Рассудила она так, и на этот счет в добрую ночь был разговор, приведший к обоюдному согласию. Ох, аж лихорадочным волнением зашлась она, Любка-то. До света не спала, все целовала Алешку в жесткую бороду, потом, на свету, побежала через дорогу к Пыхова бабе, Стюрке, отнесла ей клубок белой пряжи из козьего пуха, присланной свекровью из Колывани.

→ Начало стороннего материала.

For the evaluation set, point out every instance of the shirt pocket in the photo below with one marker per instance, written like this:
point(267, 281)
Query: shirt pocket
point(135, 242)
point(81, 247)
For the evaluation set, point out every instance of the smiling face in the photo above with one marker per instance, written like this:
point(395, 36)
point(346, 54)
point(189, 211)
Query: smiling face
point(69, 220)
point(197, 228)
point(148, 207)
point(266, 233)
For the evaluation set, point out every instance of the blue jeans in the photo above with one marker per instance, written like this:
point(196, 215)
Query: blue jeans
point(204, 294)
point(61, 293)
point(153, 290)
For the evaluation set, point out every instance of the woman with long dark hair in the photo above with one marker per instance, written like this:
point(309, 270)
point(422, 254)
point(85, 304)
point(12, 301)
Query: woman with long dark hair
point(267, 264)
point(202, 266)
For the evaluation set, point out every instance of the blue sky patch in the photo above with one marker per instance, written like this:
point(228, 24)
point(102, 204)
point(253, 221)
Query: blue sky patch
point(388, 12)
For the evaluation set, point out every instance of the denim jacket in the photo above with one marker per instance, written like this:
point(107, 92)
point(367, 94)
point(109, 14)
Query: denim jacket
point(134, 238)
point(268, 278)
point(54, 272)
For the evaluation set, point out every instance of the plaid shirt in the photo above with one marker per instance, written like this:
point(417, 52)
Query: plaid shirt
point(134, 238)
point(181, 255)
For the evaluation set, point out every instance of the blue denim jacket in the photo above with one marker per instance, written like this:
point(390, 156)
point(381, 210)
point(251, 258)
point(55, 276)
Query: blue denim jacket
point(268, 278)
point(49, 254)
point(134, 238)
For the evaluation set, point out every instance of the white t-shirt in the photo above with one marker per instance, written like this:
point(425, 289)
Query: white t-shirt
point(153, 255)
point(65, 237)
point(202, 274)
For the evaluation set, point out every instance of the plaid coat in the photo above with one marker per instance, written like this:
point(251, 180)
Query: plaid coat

— Бери, Стюра, бери. Для доброй соседки разве жалко чего. Зачем живем-то, если уж... Если уж не к добру-то...

— Дык, как бы... — Стюрка была пугливая, верила в нехорошие приметы (хороших-то у нее не случалось), и, конечно же, ранний приход соседки с шерстью мог к чему-то повернуть.

— Бери, бери, Стюра, для доброго человека-то... — с сердечной открытостью говорила Любка.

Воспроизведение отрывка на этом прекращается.